Businesses abound in Brockport’s Victorian structures – hair salons, gift boutiques, bike shop, restaurants and galleries. There’s coffee at Java Junction, tea at The Red Bird Tea Shoppe and confectionaries at Seaward Candies.

The Lift Bridge Book Shop, with its bright canal-era mural, offers lectures, classes and workshops in addition to its huge selection of books, which includes many children’s titles. One visitor called the Lift Bridge “a toy store in disguise.” The Strand movie house operates in a building, which has housed a theater for more than a century. Brockport historian Jackie Morris said that it’s the second-longest continuously running theater in the country.

SUNY Brockport students roam Main Street, patronizing its eateries, the music store, specialty shops and a saloon – or three! “The décor and memorabilia at Jimmy Z’s Texas Hots is like a big version of my bedroom with booths in it,” said Jimmy Zisovski, the restaurant’s young owner. Barber’s Grill & Tap – “where every hour is happy” – is Brockport’s oldest tavern. Its interior remains virtually unchanged since the pub opened in 1929, with its woodwork, tin ceilings and original booths still intact.

The area’s first settlers arrived just after 1800. With the construction and sudden boom of the Erie Canal around 1820, the bustling community of Brockway’s Port took shape. Named for early pioneer Hiel Brockway, the settlement was incorporated as a village in 1829 and its name shortened to Brockport.

A testy rivalry between Brockway and another early founder, James Seymour, led to a unique village feature that exists to the present day. Brockway owned all the land west of Main Street, Seymour possessed everything to the east. As the town grew the adversaries agreed on very little, not even a logical street layout. Thus, no thoroughfare west of Main lines up with any street to the east, and all bear different names.

The Erie Canal era kept Brockport humming with industry that fashioned everything from farm implements to shoes to glass bottles to pianos. The canal carried wheat produced throughout the area, to consumers across the country and around the globe. “Queen Victoria insisted that all her pastries be made from western New York wheat,” said historian Morris. “She considered it to be the best in the world.”

In 1846, legendary inventor Cyrus McCormick entrusted production of his first 100 reapers, wheat harvesters that could do the work of many men, to Brockport’s Seymour & Morgan Iron Works. The first field of wheat cut by a factory-produced machine in the United States was harvested by a McCormick reaper on a Brockport area farm.

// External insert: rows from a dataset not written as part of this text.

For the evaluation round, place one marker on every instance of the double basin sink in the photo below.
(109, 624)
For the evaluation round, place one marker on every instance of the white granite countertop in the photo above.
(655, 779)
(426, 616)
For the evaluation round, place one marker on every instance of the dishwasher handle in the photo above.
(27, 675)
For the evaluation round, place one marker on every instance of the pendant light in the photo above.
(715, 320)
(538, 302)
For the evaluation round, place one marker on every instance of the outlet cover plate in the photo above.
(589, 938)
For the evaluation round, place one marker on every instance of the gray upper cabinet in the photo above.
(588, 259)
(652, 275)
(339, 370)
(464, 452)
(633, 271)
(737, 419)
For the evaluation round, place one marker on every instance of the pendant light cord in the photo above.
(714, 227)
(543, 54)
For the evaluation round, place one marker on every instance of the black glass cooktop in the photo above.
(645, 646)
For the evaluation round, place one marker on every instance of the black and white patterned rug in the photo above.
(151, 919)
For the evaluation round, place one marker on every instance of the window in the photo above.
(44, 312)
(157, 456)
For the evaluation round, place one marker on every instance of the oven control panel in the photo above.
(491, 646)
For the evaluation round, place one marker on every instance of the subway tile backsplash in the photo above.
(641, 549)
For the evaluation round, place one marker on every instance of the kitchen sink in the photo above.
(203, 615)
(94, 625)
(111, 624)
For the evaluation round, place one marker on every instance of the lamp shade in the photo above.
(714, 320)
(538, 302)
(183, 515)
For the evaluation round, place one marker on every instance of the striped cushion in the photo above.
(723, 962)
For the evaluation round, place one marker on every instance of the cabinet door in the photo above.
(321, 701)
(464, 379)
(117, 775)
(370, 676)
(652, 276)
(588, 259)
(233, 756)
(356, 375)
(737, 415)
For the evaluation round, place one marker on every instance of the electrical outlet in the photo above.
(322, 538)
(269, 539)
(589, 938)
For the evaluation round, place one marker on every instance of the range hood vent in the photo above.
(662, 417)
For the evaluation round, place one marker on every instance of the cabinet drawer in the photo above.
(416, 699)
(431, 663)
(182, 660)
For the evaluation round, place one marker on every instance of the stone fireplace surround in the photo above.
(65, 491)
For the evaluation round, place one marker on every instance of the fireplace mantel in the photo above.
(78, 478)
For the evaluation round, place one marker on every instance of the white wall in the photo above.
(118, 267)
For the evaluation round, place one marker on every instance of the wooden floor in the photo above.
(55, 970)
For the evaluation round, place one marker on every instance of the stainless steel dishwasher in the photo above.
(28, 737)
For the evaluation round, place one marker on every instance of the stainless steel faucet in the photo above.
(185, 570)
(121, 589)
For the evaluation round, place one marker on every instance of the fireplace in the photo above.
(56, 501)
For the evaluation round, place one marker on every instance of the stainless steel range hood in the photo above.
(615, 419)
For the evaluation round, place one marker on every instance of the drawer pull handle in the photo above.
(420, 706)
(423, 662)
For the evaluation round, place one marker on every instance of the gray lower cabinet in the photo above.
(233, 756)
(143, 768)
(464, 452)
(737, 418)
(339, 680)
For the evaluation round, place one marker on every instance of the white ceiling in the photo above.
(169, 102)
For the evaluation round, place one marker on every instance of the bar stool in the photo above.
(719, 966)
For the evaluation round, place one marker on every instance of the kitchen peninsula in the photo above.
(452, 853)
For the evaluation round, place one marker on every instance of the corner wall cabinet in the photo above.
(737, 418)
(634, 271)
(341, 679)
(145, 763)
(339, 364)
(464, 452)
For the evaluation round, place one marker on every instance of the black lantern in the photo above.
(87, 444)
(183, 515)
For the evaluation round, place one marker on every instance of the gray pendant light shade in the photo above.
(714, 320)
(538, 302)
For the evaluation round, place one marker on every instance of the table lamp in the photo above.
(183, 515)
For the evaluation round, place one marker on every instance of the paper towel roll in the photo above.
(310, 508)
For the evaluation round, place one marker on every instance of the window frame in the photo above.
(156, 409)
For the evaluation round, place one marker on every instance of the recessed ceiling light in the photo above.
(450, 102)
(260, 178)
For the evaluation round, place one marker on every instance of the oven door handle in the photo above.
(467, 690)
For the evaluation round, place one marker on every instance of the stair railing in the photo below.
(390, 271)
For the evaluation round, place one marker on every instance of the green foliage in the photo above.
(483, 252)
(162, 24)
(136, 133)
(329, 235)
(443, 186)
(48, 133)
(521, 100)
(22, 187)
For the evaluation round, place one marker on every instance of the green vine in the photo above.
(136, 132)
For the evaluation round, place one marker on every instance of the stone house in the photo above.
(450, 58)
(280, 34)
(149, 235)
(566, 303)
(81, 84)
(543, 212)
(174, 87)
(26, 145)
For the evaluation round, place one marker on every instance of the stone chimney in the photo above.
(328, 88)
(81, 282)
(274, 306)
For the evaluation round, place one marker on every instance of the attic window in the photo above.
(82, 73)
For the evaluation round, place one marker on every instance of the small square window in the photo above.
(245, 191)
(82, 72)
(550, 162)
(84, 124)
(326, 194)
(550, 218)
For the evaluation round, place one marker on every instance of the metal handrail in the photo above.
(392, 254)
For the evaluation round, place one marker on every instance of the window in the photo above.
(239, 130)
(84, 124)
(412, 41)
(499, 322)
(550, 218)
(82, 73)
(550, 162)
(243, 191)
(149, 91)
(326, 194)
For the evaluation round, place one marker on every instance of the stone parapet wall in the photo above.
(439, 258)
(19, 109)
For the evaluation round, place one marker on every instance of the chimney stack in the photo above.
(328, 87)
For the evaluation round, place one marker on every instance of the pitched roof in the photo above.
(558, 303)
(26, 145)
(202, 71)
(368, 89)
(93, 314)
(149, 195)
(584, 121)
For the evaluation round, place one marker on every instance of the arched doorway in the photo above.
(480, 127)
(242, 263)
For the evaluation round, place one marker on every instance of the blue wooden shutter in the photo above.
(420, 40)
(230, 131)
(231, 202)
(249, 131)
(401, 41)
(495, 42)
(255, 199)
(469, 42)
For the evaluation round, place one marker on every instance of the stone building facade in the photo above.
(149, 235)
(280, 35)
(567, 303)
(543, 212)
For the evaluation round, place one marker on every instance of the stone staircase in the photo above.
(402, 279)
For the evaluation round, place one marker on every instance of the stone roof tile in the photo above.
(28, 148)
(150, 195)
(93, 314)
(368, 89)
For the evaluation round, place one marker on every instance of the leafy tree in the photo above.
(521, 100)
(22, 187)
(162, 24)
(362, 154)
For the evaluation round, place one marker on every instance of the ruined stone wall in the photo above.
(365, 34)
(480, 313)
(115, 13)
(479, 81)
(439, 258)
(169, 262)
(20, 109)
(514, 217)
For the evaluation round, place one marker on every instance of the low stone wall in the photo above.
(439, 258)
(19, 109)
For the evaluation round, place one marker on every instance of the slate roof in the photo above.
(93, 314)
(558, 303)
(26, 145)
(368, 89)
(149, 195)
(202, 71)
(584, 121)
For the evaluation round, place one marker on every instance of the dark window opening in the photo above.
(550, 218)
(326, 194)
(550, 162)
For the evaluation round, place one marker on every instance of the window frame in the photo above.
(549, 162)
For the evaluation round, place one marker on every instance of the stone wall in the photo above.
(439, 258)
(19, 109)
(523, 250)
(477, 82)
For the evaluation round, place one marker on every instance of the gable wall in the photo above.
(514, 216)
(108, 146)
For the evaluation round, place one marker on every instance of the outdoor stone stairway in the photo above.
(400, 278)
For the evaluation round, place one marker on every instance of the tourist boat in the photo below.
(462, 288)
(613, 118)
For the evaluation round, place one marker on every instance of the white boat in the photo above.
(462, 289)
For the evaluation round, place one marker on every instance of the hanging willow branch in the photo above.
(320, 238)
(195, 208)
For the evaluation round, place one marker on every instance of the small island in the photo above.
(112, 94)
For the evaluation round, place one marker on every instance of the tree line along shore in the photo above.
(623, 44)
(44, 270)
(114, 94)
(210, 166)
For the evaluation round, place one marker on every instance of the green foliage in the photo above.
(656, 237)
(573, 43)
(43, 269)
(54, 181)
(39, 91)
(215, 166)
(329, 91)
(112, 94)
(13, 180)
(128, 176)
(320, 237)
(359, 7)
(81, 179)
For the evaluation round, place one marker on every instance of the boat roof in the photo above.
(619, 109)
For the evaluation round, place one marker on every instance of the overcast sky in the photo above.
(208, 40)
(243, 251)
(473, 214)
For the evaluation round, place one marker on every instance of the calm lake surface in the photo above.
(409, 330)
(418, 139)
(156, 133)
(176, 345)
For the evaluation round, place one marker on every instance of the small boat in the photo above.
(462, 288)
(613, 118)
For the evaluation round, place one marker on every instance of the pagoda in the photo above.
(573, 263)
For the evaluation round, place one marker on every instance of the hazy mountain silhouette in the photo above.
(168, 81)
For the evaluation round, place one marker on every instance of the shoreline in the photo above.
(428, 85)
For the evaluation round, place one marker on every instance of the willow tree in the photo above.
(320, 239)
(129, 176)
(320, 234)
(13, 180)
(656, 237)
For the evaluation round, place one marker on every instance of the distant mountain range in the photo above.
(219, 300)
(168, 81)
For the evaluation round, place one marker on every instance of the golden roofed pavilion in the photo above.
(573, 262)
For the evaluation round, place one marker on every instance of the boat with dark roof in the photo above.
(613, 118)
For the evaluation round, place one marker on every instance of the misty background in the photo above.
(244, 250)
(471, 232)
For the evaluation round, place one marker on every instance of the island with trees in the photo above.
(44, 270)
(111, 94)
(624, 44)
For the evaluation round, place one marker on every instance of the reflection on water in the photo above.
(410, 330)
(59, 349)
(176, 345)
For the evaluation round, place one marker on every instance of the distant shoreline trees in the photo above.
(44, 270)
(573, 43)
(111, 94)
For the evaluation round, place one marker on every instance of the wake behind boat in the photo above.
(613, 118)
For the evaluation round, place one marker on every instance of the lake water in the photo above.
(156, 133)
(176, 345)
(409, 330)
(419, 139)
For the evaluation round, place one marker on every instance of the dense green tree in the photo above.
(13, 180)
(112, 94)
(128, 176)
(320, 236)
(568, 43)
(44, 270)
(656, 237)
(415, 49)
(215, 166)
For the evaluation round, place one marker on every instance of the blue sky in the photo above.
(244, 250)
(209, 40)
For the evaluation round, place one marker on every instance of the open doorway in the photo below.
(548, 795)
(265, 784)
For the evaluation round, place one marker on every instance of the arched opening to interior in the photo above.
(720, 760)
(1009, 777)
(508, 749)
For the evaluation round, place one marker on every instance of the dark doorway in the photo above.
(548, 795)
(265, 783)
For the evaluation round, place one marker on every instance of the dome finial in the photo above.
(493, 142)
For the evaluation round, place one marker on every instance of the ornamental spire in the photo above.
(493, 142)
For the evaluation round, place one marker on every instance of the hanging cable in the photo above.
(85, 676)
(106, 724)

During the late 19th century, Brockport was proud home to Mary Jane Holmes
(1825 – 1907), one of the most widely read and prolific writers of the Victorian Age, second only in book sales to Harriet Beecher Stowe. In the den of her “Brown Cottage” on College Street, Holmes wrote dozens of novels and short stories – flowery, sentimental, melodramatic. An admiring nationwide audience eagerly sought out her new work. “Although busy and celebrated,” Morris said, “she was always charitable and active in village affairs.”

The first “College of Brockport” began admitting students in 1835, with the distinction of being the first institution of higher education west of Colgate University. The school has evolved through the years as Brockport Collegiate Institute, Brockport Normal School, and today The College at Brockport, State University of New York. From humble beginnings, the campus has grown into the expansive, innovative and dynamic institution it is today.

Brockport hosts an array of traditional activities throughout the year – summer concerts, a weekly farmers’ market, Arbor Day tree planting, a Fourth of July celebration, a community barbeque and music festival, and Christmas tree lighting, among them.

A number of these take place around the new welcome center and waterfront plaza dedicated in 2005. With its park-like setting and convenient hookups, the center received an Erie Canalway Heritage Award of Excellence in 2009.

We’ve had visitors from many states, Canada, and Europe – including a Scandinavian couple traveling the world in a homemade wooden boat,” explained lifetime Brockport residents and center volunteers Jim and Charlene Whipple. “People love to stop along the canal to enjoy the flavor of Brockport and the convenience and range of available services.”

If founders Hiel Brockway and James Seymour were able to leap forward almost two centuries to stroll along local streets today, they would surely be in awe of Brockport’s bustling landscape. The habitual rivals might even find areas of agreement in the progress made – maybe!